Canadian Life Insurance Policies
This is a note from a Canadian reader about using a life insurance policy in Canada to fund a cancer treatment:
1. We have what is called “Living Benefit” where you can ‘cash in’ up to half of your life insurance (to max of $100,000). If you have been given 12 months or less to live (according to your oncologist), you apply to your life insurance company and they send you a cheque (less 1 yrs worth of premiums) to be used for anything you wish. Not ALL insurance companies do this but MOST do.
We did this a year ago and I had to call the life insurance company and explain my husband is still with us and we need to start paying his premiums again so we don’t lose the other half of his life insurance when he eventually does pass.
2. AS SOON AS YOU ARE DIAGNOSED – apply for CPPD (Canada Pension Plan Disability) – Cancer is an automatic acceptance. My husband receives over $800/month AND because we didn’t find out about this until 6 months after diagnosis, they went retro-active to when he was diagnosed.
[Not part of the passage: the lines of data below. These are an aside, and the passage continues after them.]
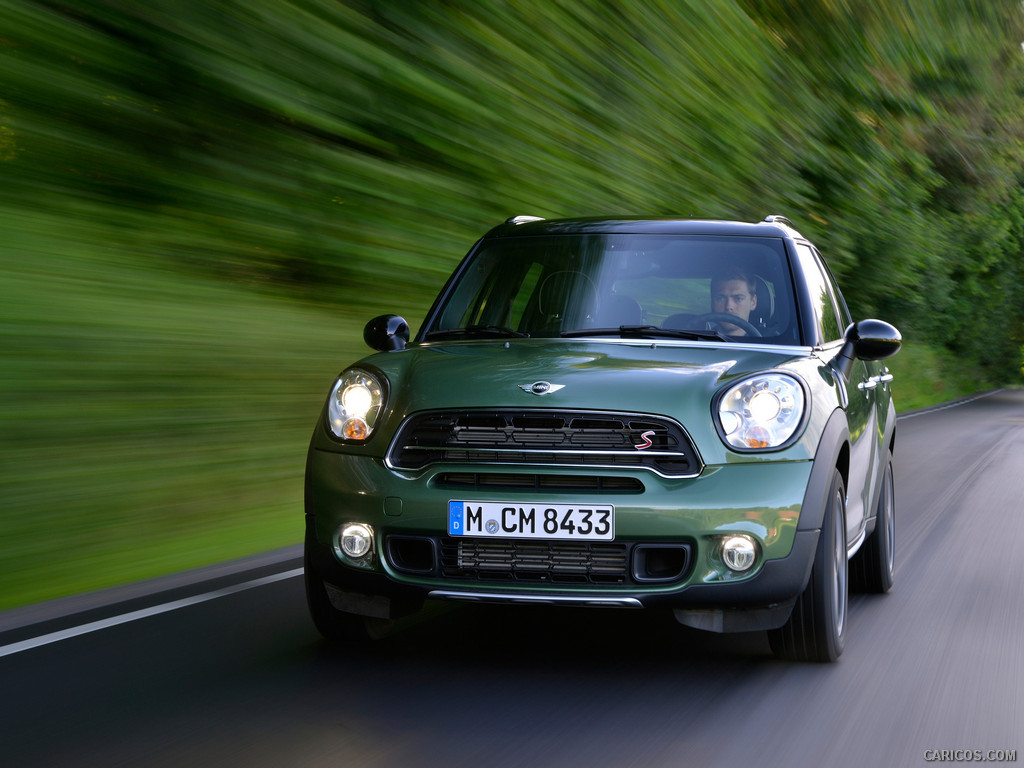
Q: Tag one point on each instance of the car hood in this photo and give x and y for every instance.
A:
(674, 379)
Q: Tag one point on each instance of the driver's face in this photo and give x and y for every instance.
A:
(733, 297)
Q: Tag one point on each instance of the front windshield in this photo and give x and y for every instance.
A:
(657, 286)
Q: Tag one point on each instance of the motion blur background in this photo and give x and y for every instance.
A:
(201, 204)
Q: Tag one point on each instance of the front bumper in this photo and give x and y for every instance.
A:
(762, 500)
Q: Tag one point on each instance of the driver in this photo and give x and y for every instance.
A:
(733, 292)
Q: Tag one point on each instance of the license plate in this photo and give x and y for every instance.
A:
(585, 522)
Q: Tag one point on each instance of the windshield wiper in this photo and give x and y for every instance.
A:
(495, 331)
(647, 332)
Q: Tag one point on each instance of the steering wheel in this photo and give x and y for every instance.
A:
(732, 320)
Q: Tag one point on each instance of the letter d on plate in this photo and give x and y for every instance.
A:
(455, 518)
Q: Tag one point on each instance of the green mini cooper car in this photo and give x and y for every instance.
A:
(632, 413)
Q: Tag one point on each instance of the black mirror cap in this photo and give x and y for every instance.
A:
(873, 339)
(386, 333)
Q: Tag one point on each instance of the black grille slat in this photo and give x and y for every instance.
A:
(551, 438)
(555, 562)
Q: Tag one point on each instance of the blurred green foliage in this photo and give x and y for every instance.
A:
(201, 202)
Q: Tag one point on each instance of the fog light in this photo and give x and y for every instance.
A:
(738, 553)
(356, 540)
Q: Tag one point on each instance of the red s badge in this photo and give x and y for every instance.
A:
(646, 440)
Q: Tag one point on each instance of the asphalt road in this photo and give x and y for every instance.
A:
(244, 679)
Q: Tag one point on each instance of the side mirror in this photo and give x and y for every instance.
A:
(386, 333)
(867, 340)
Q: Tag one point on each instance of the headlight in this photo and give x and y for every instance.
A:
(761, 413)
(354, 404)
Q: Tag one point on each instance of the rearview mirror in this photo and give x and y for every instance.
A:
(867, 340)
(386, 333)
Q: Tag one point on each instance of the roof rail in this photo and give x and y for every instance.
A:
(776, 219)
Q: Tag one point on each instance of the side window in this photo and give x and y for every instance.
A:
(841, 307)
(821, 296)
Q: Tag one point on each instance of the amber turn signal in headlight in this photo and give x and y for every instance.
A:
(354, 404)
(762, 412)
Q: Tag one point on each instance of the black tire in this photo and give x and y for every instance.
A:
(816, 629)
(872, 568)
(337, 626)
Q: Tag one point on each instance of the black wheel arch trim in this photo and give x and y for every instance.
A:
(833, 453)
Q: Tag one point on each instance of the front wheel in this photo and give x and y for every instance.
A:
(816, 629)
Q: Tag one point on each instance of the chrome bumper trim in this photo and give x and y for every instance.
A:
(502, 597)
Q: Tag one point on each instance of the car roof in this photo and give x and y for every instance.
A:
(774, 226)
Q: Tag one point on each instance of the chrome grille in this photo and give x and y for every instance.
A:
(542, 437)
(530, 482)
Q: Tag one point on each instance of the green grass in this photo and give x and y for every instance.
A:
(925, 376)
(151, 421)
(154, 420)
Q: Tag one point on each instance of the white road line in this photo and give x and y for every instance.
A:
(35, 642)
(943, 408)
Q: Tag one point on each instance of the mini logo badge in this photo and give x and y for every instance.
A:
(647, 442)
(541, 387)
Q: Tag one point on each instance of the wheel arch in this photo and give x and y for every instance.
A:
(833, 453)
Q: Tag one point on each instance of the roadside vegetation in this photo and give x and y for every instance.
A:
(202, 204)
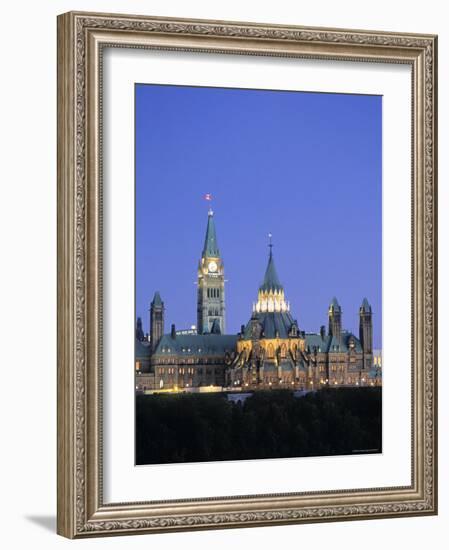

We applied at the end of August and his first cheque was in the bank at the end of October along with the retro-active amount.
3. In Ontario, if your household is low income, once you have been accepted to CPPD, look into ODSP (Ontario Disability Support Program). This program also pays for prescriptions for your dependants and some other health care items such as dental and vision care.
4. AS SOON AS YOU ARE DIAGNOSED – quit your job and go on EI (Employment Insurance) – it is called sick benefit and they don’t refute it because they know the standard treatments kick the heck out of you and you will have good and bad days and cannot rely on being well enough to go to work. I believe this is a ‘bridge’ until you start receiving CPPD or ODSP.
5. If you opt for CPPD and require a home care nurse (full time, part-time or weekly), or are under the care of a dietician (even monthly visits), you can apply for an ODB (Ontario Drug Benefit) card. This card pays my husband’s prescriptions and his liquid food source for tube feeding (he can’t swallow because of the tumor on the back of his tongue). Contact the CCAC (Community Care Access Centre) for information.